Another example of this cooperation and trust taking place is that the basis of marketplace transaction is contract law. Companies will compete with each other but they do so by pursuing the most lucrative contracts, with investors, customers, and suppliers. The essence of any contract is about trust, partnership, and cooperation. The company who successfully cultivates the most successful relationships becomes the market leader. Unlike warfare where opponents actually battle directly with each other, capitalism diffuses this direct conflict by having the would-be competitors to play to their own strengths.
This happens because full-frontal, outright competition (like price wars) is exhausting and harms profitability. Instead, companies will participate in “monopolistic competition” where they each tries to carve out an economic niche (just like a species does in an ecological one) to survive and ultimately grow. Companies spend billions of dollars to figure out ways to distinguish themselves so they can find ways to not directly compete with others.
In this way, Capitalism emulates the flexibility of an ecological system, tolerating diversity, allowing both competition and cooperation to co-exist and at times be partners in a fluid dance.

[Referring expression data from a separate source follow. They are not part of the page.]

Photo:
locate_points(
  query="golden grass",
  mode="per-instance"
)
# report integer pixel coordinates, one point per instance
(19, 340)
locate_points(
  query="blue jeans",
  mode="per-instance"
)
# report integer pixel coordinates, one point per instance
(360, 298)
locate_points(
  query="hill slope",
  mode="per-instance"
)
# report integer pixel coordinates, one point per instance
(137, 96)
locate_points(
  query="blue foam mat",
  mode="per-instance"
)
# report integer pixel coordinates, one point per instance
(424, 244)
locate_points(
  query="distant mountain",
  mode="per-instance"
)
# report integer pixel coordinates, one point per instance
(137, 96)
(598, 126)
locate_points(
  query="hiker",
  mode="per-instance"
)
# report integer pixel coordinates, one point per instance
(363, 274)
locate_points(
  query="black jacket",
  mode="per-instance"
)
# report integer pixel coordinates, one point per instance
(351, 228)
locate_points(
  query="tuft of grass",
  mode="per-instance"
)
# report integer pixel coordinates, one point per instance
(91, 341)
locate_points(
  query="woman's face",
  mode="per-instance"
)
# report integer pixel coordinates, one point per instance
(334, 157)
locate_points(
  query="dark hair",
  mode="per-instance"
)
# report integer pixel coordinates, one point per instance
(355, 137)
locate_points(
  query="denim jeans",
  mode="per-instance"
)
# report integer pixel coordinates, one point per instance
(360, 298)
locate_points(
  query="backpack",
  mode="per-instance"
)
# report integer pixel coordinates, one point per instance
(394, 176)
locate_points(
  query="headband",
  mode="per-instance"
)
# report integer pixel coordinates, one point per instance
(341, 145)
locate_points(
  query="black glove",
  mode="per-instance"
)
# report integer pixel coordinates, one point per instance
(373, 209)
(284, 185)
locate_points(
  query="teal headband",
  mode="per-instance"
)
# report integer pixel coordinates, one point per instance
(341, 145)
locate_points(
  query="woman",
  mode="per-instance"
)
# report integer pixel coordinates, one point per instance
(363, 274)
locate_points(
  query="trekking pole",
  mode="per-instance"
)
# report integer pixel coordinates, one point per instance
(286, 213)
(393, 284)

Capitalism may get all of its press from hyped-up gladiatorial competition, but this distorted image ignores the immense cooperation that has allowed it to exist and thrive.
I was reading your blog post, very interesting by the way. I know I shouldn’t be doing this, but I read or listened to another book about new economic models based on the concept of Free. Its call Free: The Future Of A Radical Price by Chris Anderson. While the paper version costs money, I was able to get the audio book free on ITunes, as the author intended. I think their might even be a free E version of it. It goes to the point of how companies are learning to give away their products while still being a viable business company. Examples given are not only open source, but the premium model, where there is the free version, and then the premium model for X dollars (eg. Google Earth).
Just thought if you or your readers wanted to follow that thread of the argument, that book might be a good place to start.